US 11,701,771 B2
Grasp generation using a variational autoencoder
Arsalan Mousavian, Seattle, WA (US); Clemens Eppner, Seattle, WA (US); and Dieter Fox, Seattle, WA (US)
Assigned to NVIDIA CORPORATION, Santa Clara, CA (US)
Filed by NVIDIA Corporation, Santa Clara, CA (US)
Filed on Mar. 4, 2020, as Appl. No. 16/809,087.
Claims priority of provisional application 62/848,521, filed on May 15, 2019.
Prior Publication US 2020/0361083 A1, Nov. 19, 2020
Int. Cl. B25J 9/16 (2006.01); G06N 3/045 (2023.01)

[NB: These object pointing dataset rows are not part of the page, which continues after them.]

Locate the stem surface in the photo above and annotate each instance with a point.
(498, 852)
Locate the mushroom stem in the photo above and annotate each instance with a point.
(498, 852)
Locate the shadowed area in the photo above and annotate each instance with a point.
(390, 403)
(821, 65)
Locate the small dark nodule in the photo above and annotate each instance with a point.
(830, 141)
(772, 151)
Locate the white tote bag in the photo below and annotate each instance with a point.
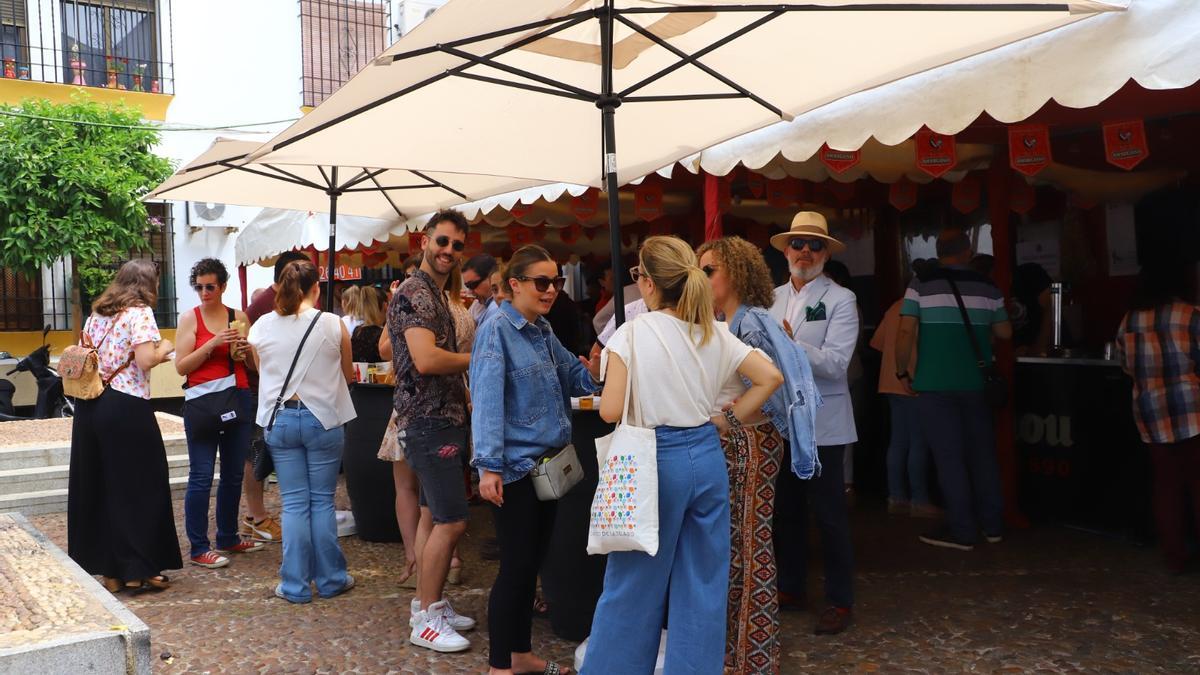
(625, 507)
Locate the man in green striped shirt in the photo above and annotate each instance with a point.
(954, 413)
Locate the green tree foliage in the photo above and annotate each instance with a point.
(72, 189)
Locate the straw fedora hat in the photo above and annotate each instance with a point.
(807, 223)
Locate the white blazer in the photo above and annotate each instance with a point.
(829, 342)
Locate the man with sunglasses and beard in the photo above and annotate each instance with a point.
(822, 317)
(431, 414)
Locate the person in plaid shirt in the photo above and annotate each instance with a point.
(1158, 345)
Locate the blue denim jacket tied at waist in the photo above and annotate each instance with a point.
(521, 381)
(792, 408)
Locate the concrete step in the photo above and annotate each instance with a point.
(55, 500)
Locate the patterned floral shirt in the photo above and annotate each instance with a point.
(420, 304)
(120, 334)
(1161, 350)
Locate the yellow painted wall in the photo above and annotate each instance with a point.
(153, 106)
(165, 382)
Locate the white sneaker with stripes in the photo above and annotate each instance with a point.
(433, 632)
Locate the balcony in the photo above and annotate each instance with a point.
(115, 48)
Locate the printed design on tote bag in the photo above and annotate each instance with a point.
(617, 497)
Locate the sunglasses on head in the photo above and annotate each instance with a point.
(543, 282)
(443, 242)
(815, 245)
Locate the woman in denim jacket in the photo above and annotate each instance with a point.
(742, 287)
(527, 377)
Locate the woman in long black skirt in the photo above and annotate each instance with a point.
(120, 523)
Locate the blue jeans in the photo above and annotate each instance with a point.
(689, 577)
(202, 453)
(959, 429)
(907, 453)
(306, 461)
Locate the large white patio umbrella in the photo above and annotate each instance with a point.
(531, 89)
(225, 174)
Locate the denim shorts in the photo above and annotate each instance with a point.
(435, 451)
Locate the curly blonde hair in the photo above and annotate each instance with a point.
(745, 268)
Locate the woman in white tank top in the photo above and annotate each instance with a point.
(683, 359)
(306, 440)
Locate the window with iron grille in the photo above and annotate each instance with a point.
(337, 39)
(112, 43)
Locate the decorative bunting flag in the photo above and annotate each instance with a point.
(903, 195)
(756, 184)
(783, 193)
(1125, 143)
(965, 195)
(1029, 148)
(648, 201)
(586, 205)
(935, 153)
(839, 161)
(570, 234)
(1021, 196)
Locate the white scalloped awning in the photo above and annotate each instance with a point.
(1153, 42)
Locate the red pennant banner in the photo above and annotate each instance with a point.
(520, 236)
(840, 191)
(570, 234)
(903, 195)
(1029, 148)
(1125, 143)
(586, 205)
(648, 201)
(783, 193)
(965, 195)
(1021, 196)
(756, 184)
(839, 161)
(935, 153)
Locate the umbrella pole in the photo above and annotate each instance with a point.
(333, 243)
(607, 105)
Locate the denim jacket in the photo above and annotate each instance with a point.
(522, 378)
(792, 408)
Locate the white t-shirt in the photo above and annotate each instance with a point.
(318, 378)
(677, 386)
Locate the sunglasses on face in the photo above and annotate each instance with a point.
(443, 242)
(543, 282)
(815, 245)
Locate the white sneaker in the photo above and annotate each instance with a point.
(432, 631)
(456, 621)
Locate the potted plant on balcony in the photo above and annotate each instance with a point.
(137, 76)
(78, 66)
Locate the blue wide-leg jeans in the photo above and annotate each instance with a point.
(689, 577)
(306, 461)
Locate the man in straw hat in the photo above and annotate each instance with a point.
(822, 317)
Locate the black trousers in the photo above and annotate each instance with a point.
(828, 499)
(119, 513)
(523, 526)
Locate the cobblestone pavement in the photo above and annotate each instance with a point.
(1048, 599)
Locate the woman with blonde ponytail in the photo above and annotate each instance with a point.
(682, 359)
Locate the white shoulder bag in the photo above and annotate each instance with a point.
(625, 507)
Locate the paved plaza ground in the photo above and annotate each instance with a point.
(1048, 599)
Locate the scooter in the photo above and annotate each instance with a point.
(51, 400)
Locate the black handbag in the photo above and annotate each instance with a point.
(216, 411)
(995, 388)
(262, 451)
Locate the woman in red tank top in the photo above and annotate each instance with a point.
(210, 351)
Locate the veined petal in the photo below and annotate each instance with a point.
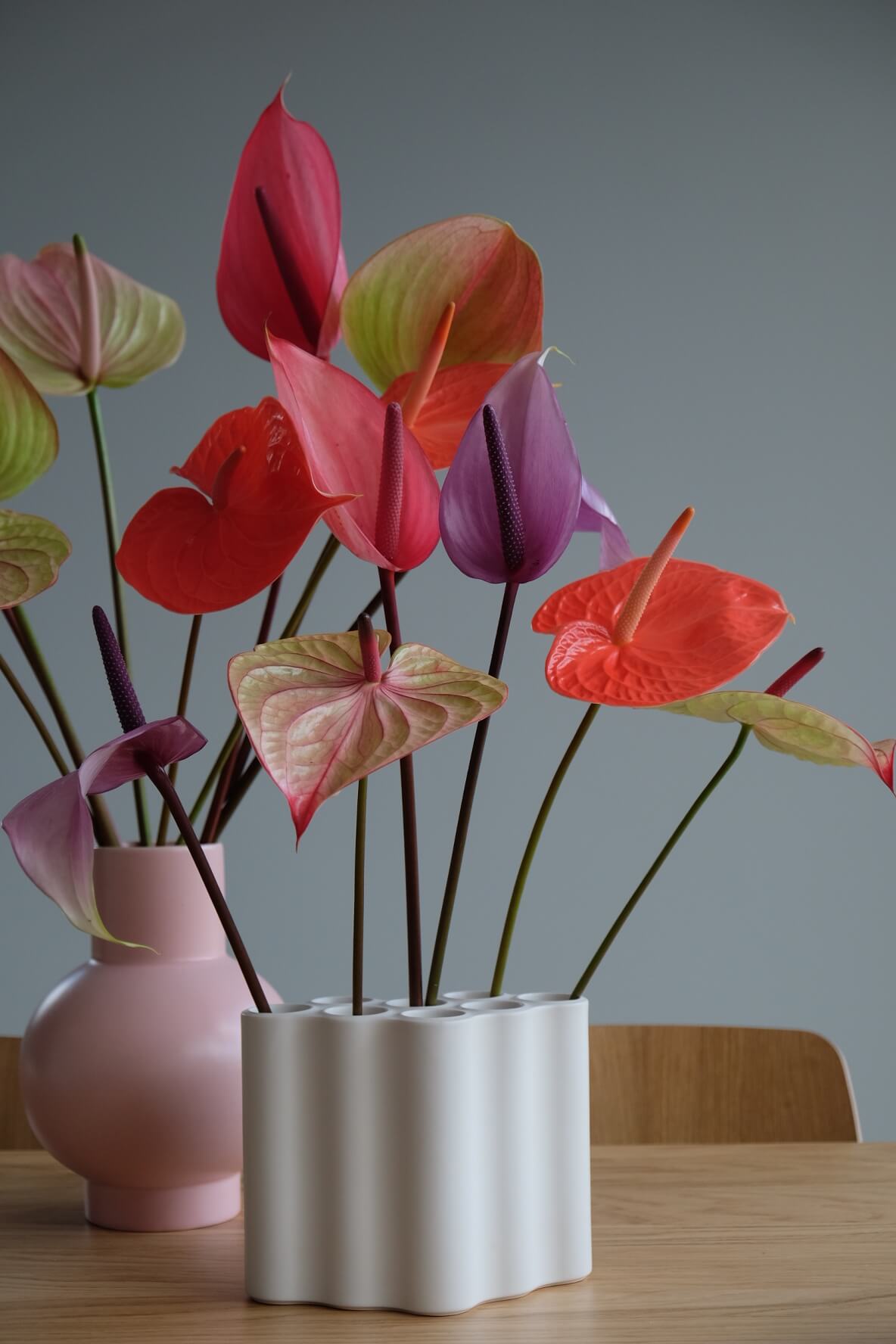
(794, 729)
(31, 552)
(340, 424)
(546, 472)
(190, 552)
(292, 164)
(393, 303)
(29, 434)
(50, 829)
(317, 725)
(41, 320)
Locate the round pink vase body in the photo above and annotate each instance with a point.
(131, 1068)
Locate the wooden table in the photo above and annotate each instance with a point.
(691, 1246)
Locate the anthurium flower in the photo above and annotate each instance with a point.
(341, 425)
(394, 301)
(29, 434)
(31, 552)
(656, 630)
(543, 467)
(794, 729)
(322, 714)
(281, 260)
(191, 552)
(51, 832)
(71, 322)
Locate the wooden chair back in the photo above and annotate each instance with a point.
(15, 1131)
(717, 1085)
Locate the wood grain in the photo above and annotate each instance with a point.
(692, 1245)
(717, 1085)
(15, 1131)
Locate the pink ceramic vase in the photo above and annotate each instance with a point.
(131, 1068)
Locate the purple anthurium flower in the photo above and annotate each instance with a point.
(544, 478)
(51, 832)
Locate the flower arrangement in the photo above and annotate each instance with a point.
(446, 324)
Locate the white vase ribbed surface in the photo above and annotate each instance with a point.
(424, 1159)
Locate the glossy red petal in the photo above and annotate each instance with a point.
(292, 164)
(700, 628)
(191, 554)
(452, 402)
(340, 424)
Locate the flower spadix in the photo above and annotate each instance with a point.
(322, 713)
(656, 630)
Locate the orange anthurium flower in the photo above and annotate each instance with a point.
(656, 630)
(213, 547)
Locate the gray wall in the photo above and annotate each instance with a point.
(711, 191)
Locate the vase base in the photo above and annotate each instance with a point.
(128, 1210)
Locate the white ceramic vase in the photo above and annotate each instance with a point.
(424, 1159)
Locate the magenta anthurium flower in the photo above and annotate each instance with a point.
(51, 832)
(70, 322)
(322, 713)
(281, 258)
(543, 468)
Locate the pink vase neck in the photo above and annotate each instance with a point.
(156, 897)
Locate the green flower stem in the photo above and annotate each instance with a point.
(20, 627)
(466, 804)
(658, 862)
(161, 835)
(358, 930)
(117, 588)
(528, 855)
(27, 705)
(409, 822)
(235, 734)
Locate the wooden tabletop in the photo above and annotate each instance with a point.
(691, 1246)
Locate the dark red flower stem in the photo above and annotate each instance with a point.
(235, 762)
(131, 717)
(783, 683)
(291, 273)
(466, 805)
(409, 823)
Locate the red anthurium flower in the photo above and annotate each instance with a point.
(656, 630)
(191, 552)
(281, 258)
(341, 425)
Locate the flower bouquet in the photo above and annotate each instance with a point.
(429, 1151)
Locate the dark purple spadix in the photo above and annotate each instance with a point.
(289, 269)
(371, 658)
(123, 691)
(797, 672)
(388, 506)
(506, 495)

CPC B25J 9/1612 (2013.01) [B25J 9/1669 (2013.01); B25J 9/1697 (2013.01); G06N 3/045 (2023.01); B25J 9/161 (2013.01)] 27 Claims
OG exemplary drawing
 
1. A computer system comprising one or more processors and computer-readable memory storing executable instructions that, as a result of being executed by the one or more processors, cause the computer system to at least:
use a first neural network to generate, from a three dimensional point cloud of an object, a set of grasp poses that allow a robot to grasp the object;
use a second neural network to determine an evaluation of individual grasps in the set of grasp poses; and
refine the individual grasps in the set of grasp poses based at least in part on a gradient of the evaluation determined by the second neural network to produce a set of refined grasp poses.